Overview of Datasets Included in the MultiATSM Package
Source:R/meta-documentation.R
MultiATSM_datasets.RdThe package includes several pre-processed datasets used for estimation and replication examples:
Details
- GlobalMacro
Global macro-financial risk factors, namely global economic activity and global inflation.
- GlobalMacro_covid
Global macro-financial risk factors, namely the output growth rate from the U.S. and China and the S&P 500 index.
- DomMacro
Domestic macroeconomic risk factors, namely economic activity and inflation.
- DomMacro_covid
Domestic macroeconomic risk factors, namely otput growth, inflation, CDS and the COVID-19 reproduction rate
- TradeFlows
Bilateral trade flow series used in GVAR examples as a proxy measure of cross-country conectdness.
- TradeFlows_covid
Bilateral trade flow series used in GVAR examples as a proxy measure of cross-country conectdness.
- Yields
Monthly series of bond yields by maturity for multiple economies.
- Yields_covid
Weekly series of sovereign bond yields by maturity for multiple economies.
- RiskFacFull
Full set of risk factors (global and domestic) data used throughout the package
- GVARFactors
List of risk factors used in the estimation of GVAR models.
- BR_jps_out
Replications of the JPS outputs by Bauer and Rudebusch (2017)
- InpForOutEx
List of inputs for an illustrative JPS model with Brazilian data
- ParaSetEx
List of set of parameterafter optimization for an illustrative JPS model with Brazilian data
- NumOutEx
List of numerical outputs for an illustrative JPS model with Brazilian data
- Out_Example
re-loaded examaple of a complete list of several model outputs. Used in the package vignette.
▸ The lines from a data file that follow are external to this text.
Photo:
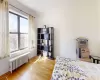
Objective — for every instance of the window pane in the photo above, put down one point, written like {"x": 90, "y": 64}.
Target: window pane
{"x": 23, "y": 25}
{"x": 13, "y": 42}
{"x": 12, "y": 23}
{"x": 23, "y": 41}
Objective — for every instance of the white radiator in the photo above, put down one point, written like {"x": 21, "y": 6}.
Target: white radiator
{"x": 18, "y": 61}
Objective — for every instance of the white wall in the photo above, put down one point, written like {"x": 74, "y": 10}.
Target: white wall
{"x": 4, "y": 63}
{"x": 72, "y": 19}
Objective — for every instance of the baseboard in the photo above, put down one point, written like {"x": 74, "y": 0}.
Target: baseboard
{"x": 4, "y": 75}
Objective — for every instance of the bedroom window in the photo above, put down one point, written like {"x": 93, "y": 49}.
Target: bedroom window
{"x": 18, "y": 32}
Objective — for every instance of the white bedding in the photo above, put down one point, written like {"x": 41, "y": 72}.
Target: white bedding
{"x": 67, "y": 69}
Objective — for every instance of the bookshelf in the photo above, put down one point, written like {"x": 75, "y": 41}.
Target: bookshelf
{"x": 45, "y": 42}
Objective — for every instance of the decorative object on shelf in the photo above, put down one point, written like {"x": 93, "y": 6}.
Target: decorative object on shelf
{"x": 95, "y": 59}
{"x": 45, "y": 42}
{"x": 82, "y": 49}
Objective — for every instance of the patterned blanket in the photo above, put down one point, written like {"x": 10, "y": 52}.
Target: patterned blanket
{"x": 67, "y": 69}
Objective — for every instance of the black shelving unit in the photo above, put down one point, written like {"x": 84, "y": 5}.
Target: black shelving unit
{"x": 45, "y": 42}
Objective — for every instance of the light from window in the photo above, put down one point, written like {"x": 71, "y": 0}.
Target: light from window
{"x": 18, "y": 27}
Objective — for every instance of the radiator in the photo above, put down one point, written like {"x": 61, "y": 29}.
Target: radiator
{"x": 18, "y": 61}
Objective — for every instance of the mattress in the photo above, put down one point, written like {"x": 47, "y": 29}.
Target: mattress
{"x": 67, "y": 69}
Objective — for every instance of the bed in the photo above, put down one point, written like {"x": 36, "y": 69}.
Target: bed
{"x": 67, "y": 69}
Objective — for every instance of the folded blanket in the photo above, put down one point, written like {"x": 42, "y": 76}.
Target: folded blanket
{"x": 67, "y": 69}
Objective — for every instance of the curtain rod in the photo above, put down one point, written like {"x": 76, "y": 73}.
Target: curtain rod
{"x": 20, "y": 10}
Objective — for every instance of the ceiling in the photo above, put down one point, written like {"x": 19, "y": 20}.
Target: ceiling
{"x": 42, "y": 5}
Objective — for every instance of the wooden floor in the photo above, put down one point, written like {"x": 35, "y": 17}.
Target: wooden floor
{"x": 36, "y": 69}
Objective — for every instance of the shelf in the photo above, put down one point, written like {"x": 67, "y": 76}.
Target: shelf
{"x": 45, "y": 39}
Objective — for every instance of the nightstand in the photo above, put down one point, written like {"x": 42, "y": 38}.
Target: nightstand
{"x": 95, "y": 59}
{"x": 86, "y": 59}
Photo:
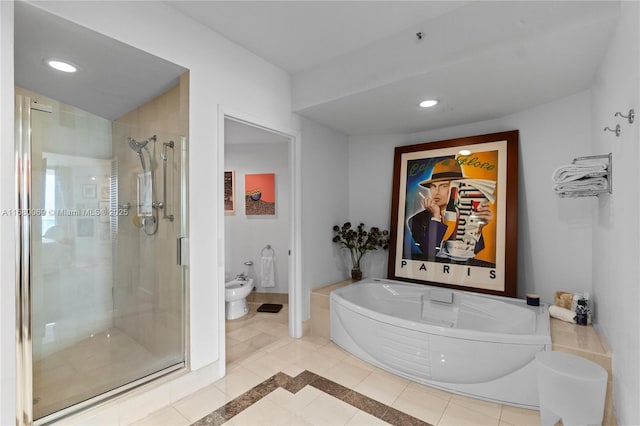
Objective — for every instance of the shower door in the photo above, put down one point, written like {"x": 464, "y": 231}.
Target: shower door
{"x": 102, "y": 293}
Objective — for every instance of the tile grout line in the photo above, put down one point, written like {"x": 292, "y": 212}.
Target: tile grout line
{"x": 294, "y": 384}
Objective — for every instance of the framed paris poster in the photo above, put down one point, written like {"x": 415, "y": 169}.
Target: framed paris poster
{"x": 454, "y": 217}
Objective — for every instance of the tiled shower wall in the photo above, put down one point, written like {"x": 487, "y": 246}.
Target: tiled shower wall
{"x": 146, "y": 274}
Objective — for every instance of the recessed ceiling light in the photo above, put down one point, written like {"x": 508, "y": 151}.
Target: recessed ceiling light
{"x": 428, "y": 103}
{"x": 63, "y": 66}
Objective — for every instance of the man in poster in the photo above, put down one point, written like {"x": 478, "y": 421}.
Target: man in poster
{"x": 450, "y": 226}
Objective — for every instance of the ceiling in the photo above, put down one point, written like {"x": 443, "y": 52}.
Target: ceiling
{"x": 355, "y": 66}
{"x": 113, "y": 78}
{"x": 359, "y": 67}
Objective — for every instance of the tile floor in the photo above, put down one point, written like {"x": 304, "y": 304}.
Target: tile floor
{"x": 275, "y": 380}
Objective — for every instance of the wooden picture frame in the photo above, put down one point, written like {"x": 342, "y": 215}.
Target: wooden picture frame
{"x": 454, "y": 212}
{"x": 229, "y": 192}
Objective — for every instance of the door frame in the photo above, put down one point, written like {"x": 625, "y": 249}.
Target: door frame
{"x": 295, "y": 211}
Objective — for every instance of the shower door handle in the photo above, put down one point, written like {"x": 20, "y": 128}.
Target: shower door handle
{"x": 182, "y": 258}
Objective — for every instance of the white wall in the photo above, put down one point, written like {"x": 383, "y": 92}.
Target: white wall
{"x": 325, "y": 203}
{"x": 554, "y": 234}
{"x": 7, "y": 240}
{"x": 616, "y": 229}
{"x": 246, "y": 236}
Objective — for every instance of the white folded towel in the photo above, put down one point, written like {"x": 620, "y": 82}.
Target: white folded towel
{"x": 577, "y": 171}
{"x": 267, "y": 275}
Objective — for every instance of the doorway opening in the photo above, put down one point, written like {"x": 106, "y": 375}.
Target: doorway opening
{"x": 260, "y": 238}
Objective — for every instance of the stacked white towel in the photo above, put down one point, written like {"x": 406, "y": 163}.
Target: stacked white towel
{"x": 577, "y": 171}
{"x": 587, "y": 175}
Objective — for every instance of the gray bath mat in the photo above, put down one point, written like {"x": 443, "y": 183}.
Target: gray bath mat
{"x": 273, "y": 308}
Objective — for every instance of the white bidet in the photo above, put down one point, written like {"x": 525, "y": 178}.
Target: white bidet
{"x": 235, "y": 297}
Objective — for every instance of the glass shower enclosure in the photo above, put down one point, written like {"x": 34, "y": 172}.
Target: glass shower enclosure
{"x": 101, "y": 213}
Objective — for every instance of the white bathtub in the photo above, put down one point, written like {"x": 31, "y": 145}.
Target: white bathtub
{"x": 477, "y": 345}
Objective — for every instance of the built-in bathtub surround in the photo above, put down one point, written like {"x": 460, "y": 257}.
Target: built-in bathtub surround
{"x": 141, "y": 281}
{"x": 586, "y": 342}
{"x": 312, "y": 381}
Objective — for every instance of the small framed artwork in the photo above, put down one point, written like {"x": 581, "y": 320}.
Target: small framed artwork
{"x": 89, "y": 191}
{"x": 230, "y": 192}
{"x": 260, "y": 194}
{"x": 454, "y": 214}
{"x": 85, "y": 227}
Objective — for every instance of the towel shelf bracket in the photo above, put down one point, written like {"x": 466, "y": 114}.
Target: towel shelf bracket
{"x": 607, "y": 174}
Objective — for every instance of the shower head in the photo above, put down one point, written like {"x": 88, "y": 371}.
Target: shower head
{"x": 137, "y": 146}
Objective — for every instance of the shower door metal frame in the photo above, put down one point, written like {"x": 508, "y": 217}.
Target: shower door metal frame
{"x": 24, "y": 338}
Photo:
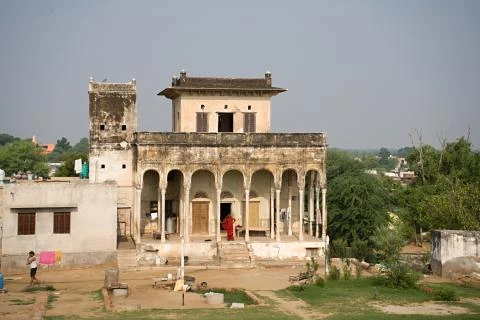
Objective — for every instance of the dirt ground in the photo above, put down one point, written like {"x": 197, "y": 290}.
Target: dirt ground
{"x": 77, "y": 292}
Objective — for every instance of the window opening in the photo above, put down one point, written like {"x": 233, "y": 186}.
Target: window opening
{"x": 225, "y": 122}
{"x": 249, "y": 122}
{"x": 61, "y": 222}
{"x": 202, "y": 122}
{"x": 26, "y": 223}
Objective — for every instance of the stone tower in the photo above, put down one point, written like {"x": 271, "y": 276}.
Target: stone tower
{"x": 113, "y": 122}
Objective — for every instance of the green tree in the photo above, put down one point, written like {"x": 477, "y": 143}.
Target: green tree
{"x": 82, "y": 146}
{"x": 357, "y": 203}
{"x": 68, "y": 167}
{"x": 384, "y": 156}
{"x": 61, "y": 147}
{"x": 341, "y": 162}
{"x": 23, "y": 156}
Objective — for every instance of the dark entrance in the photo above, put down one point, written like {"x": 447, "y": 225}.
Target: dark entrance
{"x": 225, "y": 208}
{"x": 225, "y": 122}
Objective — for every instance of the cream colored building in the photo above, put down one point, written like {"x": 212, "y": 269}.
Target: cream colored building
{"x": 221, "y": 157}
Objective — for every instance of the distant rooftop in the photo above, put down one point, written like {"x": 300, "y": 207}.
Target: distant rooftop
{"x": 208, "y": 85}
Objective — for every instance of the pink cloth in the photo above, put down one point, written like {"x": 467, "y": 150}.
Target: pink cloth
{"x": 47, "y": 257}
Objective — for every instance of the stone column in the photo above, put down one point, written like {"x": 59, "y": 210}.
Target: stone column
{"x": 300, "y": 204}
{"x": 186, "y": 213}
{"x": 310, "y": 203}
{"x": 247, "y": 214}
{"x": 186, "y": 207}
{"x": 277, "y": 214}
{"x": 289, "y": 209}
{"x": 163, "y": 191}
{"x": 217, "y": 223}
{"x": 272, "y": 213}
{"x": 324, "y": 213}
{"x": 159, "y": 204}
{"x": 138, "y": 214}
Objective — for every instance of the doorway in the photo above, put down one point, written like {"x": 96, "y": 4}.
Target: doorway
{"x": 225, "y": 122}
{"x": 253, "y": 217}
{"x": 200, "y": 217}
{"x": 225, "y": 209}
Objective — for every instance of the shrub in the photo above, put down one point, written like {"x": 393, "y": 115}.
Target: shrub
{"x": 297, "y": 288}
{"x": 445, "y": 294}
{"x": 338, "y": 248}
{"x": 398, "y": 275}
{"x": 360, "y": 249}
{"x": 347, "y": 270}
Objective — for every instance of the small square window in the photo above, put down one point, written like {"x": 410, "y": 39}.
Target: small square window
{"x": 26, "y": 223}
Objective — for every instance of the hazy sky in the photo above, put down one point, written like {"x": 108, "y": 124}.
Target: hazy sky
{"x": 365, "y": 72}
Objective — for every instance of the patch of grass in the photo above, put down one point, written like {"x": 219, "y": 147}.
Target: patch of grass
{"x": 461, "y": 290}
{"x": 20, "y": 302}
{"x": 350, "y": 299}
{"x": 231, "y": 295}
{"x": 39, "y": 288}
{"x": 50, "y": 300}
{"x": 250, "y": 313}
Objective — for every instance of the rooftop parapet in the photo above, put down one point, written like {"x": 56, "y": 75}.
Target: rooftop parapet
{"x": 232, "y": 139}
{"x": 97, "y": 87}
{"x": 208, "y": 85}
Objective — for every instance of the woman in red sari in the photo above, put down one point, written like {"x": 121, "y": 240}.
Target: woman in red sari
{"x": 228, "y": 224}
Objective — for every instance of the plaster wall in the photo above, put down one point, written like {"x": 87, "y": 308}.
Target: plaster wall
{"x": 454, "y": 245}
{"x": 114, "y": 162}
{"x": 285, "y": 250}
{"x": 187, "y": 107}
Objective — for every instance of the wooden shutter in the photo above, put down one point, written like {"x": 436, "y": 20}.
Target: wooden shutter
{"x": 202, "y": 122}
{"x": 249, "y": 122}
{"x": 26, "y": 223}
{"x": 61, "y": 222}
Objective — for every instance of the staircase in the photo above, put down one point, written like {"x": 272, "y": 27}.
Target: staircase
{"x": 234, "y": 254}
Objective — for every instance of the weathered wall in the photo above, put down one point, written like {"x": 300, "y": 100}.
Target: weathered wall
{"x": 113, "y": 122}
{"x": 93, "y": 218}
{"x": 188, "y": 106}
{"x": 285, "y": 250}
{"x": 455, "y": 252}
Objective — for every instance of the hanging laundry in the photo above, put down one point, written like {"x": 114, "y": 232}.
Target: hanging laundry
{"x": 47, "y": 257}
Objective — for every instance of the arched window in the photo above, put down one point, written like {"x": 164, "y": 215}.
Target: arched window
{"x": 200, "y": 194}
{"x": 226, "y": 195}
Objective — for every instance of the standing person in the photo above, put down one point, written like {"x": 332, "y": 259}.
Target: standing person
{"x": 32, "y": 261}
{"x": 228, "y": 224}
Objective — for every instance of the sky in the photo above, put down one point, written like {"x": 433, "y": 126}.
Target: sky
{"x": 368, "y": 73}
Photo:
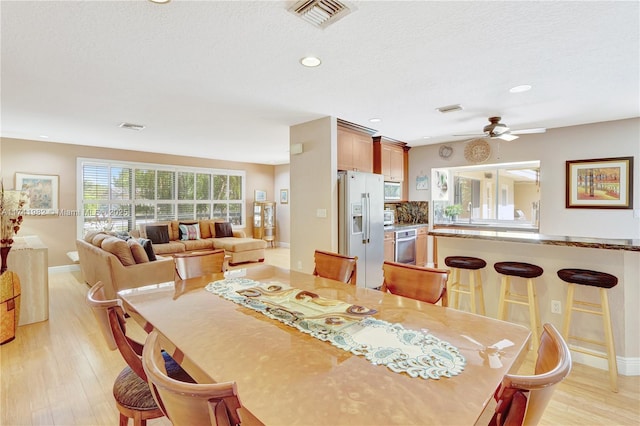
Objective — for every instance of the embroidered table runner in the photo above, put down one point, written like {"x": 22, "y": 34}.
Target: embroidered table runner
{"x": 348, "y": 327}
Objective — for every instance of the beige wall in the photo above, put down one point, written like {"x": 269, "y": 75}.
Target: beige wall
{"x": 58, "y": 232}
{"x": 313, "y": 176}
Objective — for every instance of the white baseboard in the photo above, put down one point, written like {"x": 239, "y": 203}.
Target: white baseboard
{"x": 626, "y": 366}
{"x": 63, "y": 268}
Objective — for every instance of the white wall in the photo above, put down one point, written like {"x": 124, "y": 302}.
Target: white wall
{"x": 599, "y": 140}
{"x": 313, "y": 176}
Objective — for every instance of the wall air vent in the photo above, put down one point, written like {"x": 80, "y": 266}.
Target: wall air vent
{"x": 450, "y": 108}
{"x": 131, "y": 126}
{"x": 320, "y": 13}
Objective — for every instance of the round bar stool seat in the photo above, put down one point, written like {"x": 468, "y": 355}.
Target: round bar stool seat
{"x": 455, "y": 287}
{"x": 529, "y": 272}
{"x": 603, "y": 281}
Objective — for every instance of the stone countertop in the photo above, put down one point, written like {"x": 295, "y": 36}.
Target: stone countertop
{"x": 404, "y": 226}
{"x": 534, "y": 238}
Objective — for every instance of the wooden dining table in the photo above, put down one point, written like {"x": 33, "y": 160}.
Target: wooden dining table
{"x": 286, "y": 377}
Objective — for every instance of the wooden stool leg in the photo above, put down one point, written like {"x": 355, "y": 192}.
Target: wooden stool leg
{"x": 534, "y": 318}
{"x": 502, "y": 306}
{"x": 608, "y": 333}
{"x": 472, "y": 292}
{"x": 480, "y": 290}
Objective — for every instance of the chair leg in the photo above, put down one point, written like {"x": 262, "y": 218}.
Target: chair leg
{"x": 533, "y": 313}
{"x": 608, "y": 333}
{"x": 480, "y": 290}
{"x": 502, "y": 306}
{"x": 472, "y": 292}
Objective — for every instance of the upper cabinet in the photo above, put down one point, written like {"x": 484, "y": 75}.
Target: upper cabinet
{"x": 389, "y": 158}
{"x": 355, "y": 148}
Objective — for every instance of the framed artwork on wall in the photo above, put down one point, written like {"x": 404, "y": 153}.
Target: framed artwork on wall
{"x": 602, "y": 183}
{"x": 260, "y": 195}
{"x": 42, "y": 190}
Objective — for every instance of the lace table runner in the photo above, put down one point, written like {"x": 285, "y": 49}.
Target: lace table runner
{"x": 348, "y": 327}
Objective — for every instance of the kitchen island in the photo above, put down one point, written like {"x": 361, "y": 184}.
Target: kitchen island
{"x": 619, "y": 257}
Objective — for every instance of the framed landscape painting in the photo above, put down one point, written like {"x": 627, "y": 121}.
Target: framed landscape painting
{"x": 602, "y": 183}
{"x": 42, "y": 190}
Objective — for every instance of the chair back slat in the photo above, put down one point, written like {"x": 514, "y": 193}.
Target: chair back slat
{"x": 415, "y": 282}
{"x": 336, "y": 266}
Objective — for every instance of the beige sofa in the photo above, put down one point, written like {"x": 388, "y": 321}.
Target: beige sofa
{"x": 98, "y": 264}
{"x": 240, "y": 248}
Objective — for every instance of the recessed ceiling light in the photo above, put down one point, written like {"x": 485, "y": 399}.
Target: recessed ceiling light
{"x": 520, "y": 89}
{"x": 310, "y": 61}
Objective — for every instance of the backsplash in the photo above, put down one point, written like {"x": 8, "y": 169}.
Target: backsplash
{"x": 412, "y": 212}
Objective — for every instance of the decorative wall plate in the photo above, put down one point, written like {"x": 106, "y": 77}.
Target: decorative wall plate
{"x": 445, "y": 151}
{"x": 477, "y": 151}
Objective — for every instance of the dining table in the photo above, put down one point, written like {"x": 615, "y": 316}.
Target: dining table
{"x": 235, "y": 326}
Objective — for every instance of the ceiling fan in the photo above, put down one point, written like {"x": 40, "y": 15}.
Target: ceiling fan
{"x": 496, "y": 129}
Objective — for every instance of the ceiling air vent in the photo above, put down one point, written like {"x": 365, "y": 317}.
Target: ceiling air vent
{"x": 450, "y": 108}
{"x": 320, "y": 13}
{"x": 131, "y": 126}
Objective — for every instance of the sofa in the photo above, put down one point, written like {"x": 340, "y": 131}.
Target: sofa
{"x": 186, "y": 236}
{"x": 120, "y": 264}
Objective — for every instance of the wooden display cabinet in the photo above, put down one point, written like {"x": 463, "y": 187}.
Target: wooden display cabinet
{"x": 264, "y": 221}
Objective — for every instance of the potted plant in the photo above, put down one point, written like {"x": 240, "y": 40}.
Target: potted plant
{"x": 452, "y": 211}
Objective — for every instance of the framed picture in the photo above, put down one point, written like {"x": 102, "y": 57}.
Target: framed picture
{"x": 602, "y": 183}
{"x": 42, "y": 190}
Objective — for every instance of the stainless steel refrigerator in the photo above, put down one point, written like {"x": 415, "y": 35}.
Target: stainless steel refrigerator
{"x": 360, "y": 223}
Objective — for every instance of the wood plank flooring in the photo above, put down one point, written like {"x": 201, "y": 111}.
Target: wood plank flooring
{"x": 60, "y": 372}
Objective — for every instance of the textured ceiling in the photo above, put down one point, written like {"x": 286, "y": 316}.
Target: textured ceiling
{"x": 222, "y": 80}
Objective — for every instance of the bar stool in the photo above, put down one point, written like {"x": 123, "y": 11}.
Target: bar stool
{"x": 521, "y": 270}
{"x": 455, "y": 287}
{"x": 603, "y": 281}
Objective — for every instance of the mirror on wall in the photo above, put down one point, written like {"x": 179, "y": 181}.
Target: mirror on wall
{"x": 501, "y": 195}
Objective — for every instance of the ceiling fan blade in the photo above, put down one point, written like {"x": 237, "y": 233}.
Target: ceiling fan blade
{"x": 506, "y": 137}
{"x": 529, "y": 131}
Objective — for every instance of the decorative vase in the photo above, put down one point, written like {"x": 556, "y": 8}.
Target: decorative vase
{"x": 4, "y": 252}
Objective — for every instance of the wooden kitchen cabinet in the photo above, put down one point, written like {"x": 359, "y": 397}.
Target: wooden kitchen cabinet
{"x": 421, "y": 246}
{"x": 389, "y": 158}
{"x": 389, "y": 246}
{"x": 355, "y": 150}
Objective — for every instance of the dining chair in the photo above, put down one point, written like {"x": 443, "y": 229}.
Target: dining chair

Each dataset is documented separately using `?GlobalMacro`, `?DomMacro`, `?TradeFlows`, `?Yields`, etc.
Datasets ending with the suffix _covid are based on those used in Candelon and Moura (2023) and cover Brazil, India, Mexico, and Russia.
The remaining datasets correspond to Candelon and Moura (2024) and include Brazil, China, Mexico, and Uruguay.